Message from the creator:

 

"With every positive response, I feel a little more comfortable being honest and being open. I want people to empathize with me. People coming to me and saying 'oh, I think I know what you felt like', empowers me to keep sharing my stories. I create that back and forth."

 

"Despite anxiety, illness and years of hiding my feelings, I pushed forward. I felt immense fulfillment watching people play my games. It felt like the only thing that helped me reconnect with the world after being sick, so I threw my life into it. I haven't stopped pushing myself ever since."

Stephen’s Sausage Roll

2016, Stephen Lavelle

Stephen’s Sausage Roll  is a minimalist puzzle game about grilling giant sausages by rolling them around each level. The premise and mechanics are very simple, but finding the solution can be challenging and sometimes frustratingly difficult. It does a whole lot with a little.

 

It’s interesting to wonder if the mechanics or the food theme came first, since they compliment each other so well. Without the grilling metaphor, would the concept of rolling each side of the (sausage) blocks onto the special (grill) tiles make any sense?

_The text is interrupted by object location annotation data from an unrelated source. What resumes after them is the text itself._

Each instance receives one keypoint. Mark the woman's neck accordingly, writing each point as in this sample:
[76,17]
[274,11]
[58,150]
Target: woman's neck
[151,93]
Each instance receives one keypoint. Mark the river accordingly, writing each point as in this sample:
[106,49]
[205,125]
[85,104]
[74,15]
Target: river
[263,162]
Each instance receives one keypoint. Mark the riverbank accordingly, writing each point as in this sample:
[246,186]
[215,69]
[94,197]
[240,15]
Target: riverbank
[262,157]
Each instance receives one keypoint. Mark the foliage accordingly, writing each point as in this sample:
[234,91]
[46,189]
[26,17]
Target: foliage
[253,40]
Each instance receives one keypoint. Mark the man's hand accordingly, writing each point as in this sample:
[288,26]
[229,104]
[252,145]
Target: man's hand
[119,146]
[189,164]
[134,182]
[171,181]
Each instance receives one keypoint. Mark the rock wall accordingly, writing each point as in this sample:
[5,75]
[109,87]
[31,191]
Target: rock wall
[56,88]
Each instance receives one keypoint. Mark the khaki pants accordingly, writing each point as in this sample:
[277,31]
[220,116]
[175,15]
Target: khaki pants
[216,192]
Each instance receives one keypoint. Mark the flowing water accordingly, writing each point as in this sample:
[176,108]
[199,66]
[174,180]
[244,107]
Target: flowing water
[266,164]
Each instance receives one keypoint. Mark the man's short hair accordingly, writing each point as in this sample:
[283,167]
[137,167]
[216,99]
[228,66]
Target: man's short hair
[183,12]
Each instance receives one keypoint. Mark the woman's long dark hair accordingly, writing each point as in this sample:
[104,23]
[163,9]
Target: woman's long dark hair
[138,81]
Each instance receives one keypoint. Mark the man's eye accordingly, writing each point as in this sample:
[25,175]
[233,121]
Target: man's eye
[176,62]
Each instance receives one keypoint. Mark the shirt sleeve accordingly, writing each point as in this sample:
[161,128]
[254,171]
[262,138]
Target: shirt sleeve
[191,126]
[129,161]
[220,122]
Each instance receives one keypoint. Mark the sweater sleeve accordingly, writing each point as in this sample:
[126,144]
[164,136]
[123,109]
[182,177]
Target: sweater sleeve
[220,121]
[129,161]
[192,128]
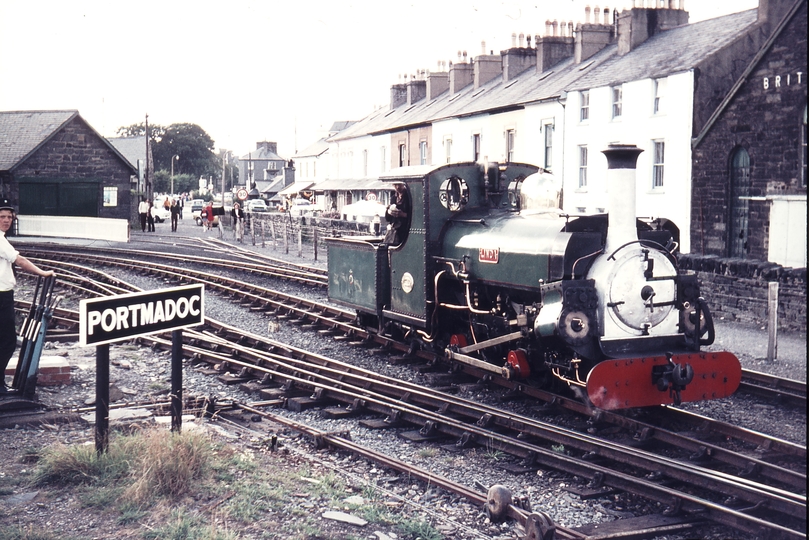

On the game’s progression:

 

[Braid and The Witness designer Jonathan Blow] told Polygon in an email that he finds Stephen's Sausage Roll to be "a very inventive game[,] and it keeps hitting you with surprises all the way through ... but the surprises aren't contrived, they spring naturally from the game as it has already been set up."

Granny Games - Margie

2017, Fring Frang Games

People memorialize their family members in many ways. Could video games serve as a memento of loved ones?

 

By creating four different games about my grandmothers, I hope to explore this question and discover ways of honouring elders through interactive media.

 

In the game on display, Margie offers the player some baked goods, commenting on the family baking traditions, as well as discusses some fresh veggies in the garden.


Created during my time as artist in residence at the University of New Brunswick.

McDonald’s video game

2006, Molleindustria

McDonald’s video game offers a very critical look at the operations of the fast food giant.

 

At their core, games are a set of rules that form an interactive system. In this case, the systems represent practices by the McDonald’s company during a certain period.

 

The goal of McDonald’s video game is to put players in control of the operations and decisions of the company to expose their questionable business practices. It’s a highly political game that harnesses the interactive format to convey its message.

Description from the creators:

“Making money in a corporation like McDonald's is not simple at all! Behind every sandwich there is a complex process you must learn to manage: from the creation of pastures to the slaughter, from the restaurant management to the branding. You'll discover all the dirty secrets that made us one of the biggest company of the world.”

Overcooked! 2

2018, Ghost Town Games

Overcooked! is a game series where players work together with friends to prepare food dishes in the chaos of different kitchens. The food theme plays a very important role in these games, as it is the primary metaphor for the mechanics. Have fun and remember to communicate well while trying to prepare dishes as fast as possible!

 

Description from the creators:

 

Overcooked 2 is a chaotic co-op cooking game for 1-4 players in which you must serve a variety of recipes including sushi, pasta, cakes, burgers and burritos to hungry customers in a series of unconventional kitchens. Whether it be a hot air balloon, a magical Wizard’s school or even another planet, you’ll have to be bready for anything. Work solo or with up to three friends to prep orders while overcoming obstacles such as fire, collapsing floors, overbearing waiters and of course, the classic kitchen problem of floating work surfaces.